Pesquisadores da Universidade de São Paulo (USP) e da Universidade Federal de Viçosa (UFV) desenvolveram um sensor que pode facilitar a vida de pacientes que necessitam monitorar com frequência biomarcadores na urina. O dispositivo é capaz de fornecer essas informações de forma rápida e em casa, bastando conectá-lo ao smartphone.


O equipamento, com custo de produção inferior a R$ 0,50, contém uma tira de sensor flexível com eletrodos que, integrada a um analisador portátil, mede um amplo espectro de biomarcadores moleculares em 3 minutos, após receber gotas de urina humana, sem a necessidade de passar a amostra por etapas prévias de pré-tratamento. O resultado sai em um dispositivo móvel, como celular, laptop ou tablet.


Os testes feitos durante o estudo, que contou com apoio da FAPESP, analisaram níveis de ácido úrico e dopamina na urina. Que são biomarcadores para diferentes tipos de doença, como: gota, câncer, disfunção renal, diabetes tipo 2, além de distúrbios neurológicos e psiquiátricos, incluindo esquizofrenia, depressão, Alzheimer e Parkinson.


“A integração de sensores químicos eletrônicos com dispositivos portáteis permite monitorar continuamente e remotamente os principais sinais vitais, níveis de metabólitos e biomarcadores dos pacientes em tempo real para apoiar a saúde e o bem-estar”, afirma Paulo Augusto Raymundo-Pereira, pesquisador do Instituto de Física de São Carlos (IFSC-USP).


Foco em sustentabilidade


Outro destaque, é que o dispositivo foi desenvolvido com filmes biodegradáveis de poliácido lático (PLA), contribuindo para atender aos requisitos dos Objetivos de Desenvolvimento Sustentável (ODS) estabelecidos pela Organização das Nações Unidas (ONU) na Agenda 2030. Diferente de outros mecanismos já existentes feitos de plásticos convencionais à base de petróleo e que ajudam a poluir o meio ambiente.

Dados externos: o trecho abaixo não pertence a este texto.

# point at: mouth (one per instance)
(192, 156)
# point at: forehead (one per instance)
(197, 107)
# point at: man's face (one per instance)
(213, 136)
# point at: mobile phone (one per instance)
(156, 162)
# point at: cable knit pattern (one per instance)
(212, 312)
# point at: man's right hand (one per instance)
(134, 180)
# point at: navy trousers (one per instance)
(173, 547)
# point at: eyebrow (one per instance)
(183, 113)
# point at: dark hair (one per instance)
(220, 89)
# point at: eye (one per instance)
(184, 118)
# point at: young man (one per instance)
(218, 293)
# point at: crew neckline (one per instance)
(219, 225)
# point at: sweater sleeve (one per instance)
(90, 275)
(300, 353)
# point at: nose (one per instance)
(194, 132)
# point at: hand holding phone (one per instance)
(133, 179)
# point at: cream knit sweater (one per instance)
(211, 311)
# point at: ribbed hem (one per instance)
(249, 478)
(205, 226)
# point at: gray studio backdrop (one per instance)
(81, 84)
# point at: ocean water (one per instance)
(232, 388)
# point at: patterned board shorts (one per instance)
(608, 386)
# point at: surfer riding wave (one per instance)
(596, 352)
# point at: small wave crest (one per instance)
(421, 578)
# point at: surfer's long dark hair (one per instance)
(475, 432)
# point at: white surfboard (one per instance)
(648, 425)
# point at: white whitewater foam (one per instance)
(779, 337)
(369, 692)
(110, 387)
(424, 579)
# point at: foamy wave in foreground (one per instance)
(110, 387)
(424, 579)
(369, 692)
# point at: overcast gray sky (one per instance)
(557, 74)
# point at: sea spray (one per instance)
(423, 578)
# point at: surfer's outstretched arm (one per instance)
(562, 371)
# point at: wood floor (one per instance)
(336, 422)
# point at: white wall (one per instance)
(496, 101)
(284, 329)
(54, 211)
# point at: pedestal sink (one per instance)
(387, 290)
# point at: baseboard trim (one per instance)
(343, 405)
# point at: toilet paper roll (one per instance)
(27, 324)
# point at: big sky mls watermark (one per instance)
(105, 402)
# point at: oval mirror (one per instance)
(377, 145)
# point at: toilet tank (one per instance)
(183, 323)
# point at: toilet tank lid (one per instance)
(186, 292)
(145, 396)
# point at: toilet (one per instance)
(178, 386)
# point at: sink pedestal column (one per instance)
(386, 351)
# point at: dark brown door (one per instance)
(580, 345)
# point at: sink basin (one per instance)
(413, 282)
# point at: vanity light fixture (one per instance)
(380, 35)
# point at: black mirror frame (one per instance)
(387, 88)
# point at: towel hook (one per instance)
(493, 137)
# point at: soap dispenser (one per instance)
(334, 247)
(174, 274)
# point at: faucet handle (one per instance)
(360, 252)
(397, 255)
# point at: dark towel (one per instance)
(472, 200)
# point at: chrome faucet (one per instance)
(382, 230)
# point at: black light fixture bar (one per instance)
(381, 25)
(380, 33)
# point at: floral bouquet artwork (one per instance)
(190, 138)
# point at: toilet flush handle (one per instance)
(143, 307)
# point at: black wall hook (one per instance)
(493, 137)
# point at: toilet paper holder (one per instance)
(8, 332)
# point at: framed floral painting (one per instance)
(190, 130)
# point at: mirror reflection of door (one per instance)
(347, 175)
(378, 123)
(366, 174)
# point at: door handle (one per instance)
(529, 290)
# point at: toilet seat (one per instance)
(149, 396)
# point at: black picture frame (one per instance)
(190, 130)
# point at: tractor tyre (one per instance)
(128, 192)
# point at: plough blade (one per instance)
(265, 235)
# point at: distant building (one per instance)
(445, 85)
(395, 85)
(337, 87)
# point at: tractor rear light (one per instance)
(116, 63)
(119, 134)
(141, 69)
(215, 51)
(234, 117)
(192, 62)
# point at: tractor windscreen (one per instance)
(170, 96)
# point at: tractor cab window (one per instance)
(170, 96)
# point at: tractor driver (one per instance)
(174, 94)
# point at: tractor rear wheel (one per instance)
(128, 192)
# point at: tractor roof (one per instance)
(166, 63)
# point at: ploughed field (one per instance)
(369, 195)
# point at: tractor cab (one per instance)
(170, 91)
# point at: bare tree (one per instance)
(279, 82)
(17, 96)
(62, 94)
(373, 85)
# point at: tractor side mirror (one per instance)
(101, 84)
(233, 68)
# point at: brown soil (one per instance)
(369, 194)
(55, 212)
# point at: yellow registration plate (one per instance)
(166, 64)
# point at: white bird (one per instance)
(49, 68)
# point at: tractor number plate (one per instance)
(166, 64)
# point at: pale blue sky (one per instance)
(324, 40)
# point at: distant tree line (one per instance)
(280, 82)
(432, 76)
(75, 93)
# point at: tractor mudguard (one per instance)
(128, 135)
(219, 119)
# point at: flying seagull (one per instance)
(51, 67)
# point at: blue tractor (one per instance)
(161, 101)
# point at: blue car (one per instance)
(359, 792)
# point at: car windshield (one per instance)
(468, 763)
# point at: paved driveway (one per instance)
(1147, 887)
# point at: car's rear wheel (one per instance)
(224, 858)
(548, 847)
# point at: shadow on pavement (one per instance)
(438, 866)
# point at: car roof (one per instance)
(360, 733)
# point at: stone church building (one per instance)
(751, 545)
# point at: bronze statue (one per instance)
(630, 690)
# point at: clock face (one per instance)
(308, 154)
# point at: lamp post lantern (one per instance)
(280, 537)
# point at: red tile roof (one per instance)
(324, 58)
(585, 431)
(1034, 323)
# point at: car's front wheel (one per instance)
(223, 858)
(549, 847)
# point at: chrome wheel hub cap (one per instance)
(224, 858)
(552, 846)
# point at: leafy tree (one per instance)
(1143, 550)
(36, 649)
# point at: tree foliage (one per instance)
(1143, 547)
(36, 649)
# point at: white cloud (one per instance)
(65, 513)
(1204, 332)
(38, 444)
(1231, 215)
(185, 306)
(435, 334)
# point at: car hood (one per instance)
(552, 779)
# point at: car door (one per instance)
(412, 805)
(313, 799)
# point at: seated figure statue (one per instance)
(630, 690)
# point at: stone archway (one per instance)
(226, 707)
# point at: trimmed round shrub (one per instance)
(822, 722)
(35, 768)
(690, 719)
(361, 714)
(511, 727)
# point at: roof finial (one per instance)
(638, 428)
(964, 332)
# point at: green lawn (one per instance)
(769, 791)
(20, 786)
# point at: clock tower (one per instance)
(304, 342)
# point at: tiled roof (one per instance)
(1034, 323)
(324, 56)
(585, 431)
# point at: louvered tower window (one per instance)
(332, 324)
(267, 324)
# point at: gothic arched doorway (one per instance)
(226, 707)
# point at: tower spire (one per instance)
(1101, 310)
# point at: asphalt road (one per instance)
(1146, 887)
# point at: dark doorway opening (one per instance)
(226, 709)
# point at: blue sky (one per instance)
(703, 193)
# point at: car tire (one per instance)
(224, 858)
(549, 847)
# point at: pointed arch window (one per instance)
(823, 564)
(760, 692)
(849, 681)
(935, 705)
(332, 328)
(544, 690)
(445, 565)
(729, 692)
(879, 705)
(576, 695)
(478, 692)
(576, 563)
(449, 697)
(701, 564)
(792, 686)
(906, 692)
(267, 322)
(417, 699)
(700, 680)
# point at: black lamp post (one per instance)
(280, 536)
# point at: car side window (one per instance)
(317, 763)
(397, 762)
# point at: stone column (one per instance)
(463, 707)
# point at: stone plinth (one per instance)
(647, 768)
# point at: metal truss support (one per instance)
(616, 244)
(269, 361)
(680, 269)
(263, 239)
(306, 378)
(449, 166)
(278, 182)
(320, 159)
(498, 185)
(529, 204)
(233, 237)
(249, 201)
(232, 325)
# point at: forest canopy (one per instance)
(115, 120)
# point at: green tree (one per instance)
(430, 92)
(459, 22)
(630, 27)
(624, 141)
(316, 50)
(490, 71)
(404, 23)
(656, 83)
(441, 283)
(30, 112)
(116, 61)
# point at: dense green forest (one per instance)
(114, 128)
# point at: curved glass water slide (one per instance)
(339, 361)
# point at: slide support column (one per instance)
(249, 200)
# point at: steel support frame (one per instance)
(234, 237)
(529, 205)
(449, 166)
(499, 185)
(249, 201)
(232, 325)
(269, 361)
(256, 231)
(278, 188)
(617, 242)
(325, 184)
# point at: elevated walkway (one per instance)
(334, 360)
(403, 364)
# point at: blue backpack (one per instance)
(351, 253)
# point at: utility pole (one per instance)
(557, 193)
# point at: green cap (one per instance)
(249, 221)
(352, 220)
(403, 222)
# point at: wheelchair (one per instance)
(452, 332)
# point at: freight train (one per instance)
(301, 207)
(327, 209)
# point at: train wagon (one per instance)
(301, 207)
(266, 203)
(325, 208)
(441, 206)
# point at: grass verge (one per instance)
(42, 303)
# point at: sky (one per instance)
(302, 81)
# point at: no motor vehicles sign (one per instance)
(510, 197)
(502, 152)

“O PLA é um poliéster biodegradável, reciclável, compostável, de base biológica derivado do ácido lático e produzido a partir de recursos naturais renováveis por fermentação de polissacarídeos ou açúcares extraídos do milho, trigo, batata, cana-de-açúcar, arroz e beterraba sacarina. Foi escolhido por nós devido às características intrínsecas e desejáveis, incluindo propriedades químicas, físicas, mecânicas, térmicas, alta resistência, elasticidade e rigidez”, explica Pereira.


Nos Estados Unidos, o material já tem aprovação da Food and Drug Administration, (FDA, agência regulatória americana) para aplicações biomédicas, incluindo stents, placas e parafusos ortopédicos, suturas absorvíveis, veículos de administração de medicamentos, filmes de prevenção de adesão, engenharia de tecidos, dispositivos implantáveis e contato direto com fluidos biológicos.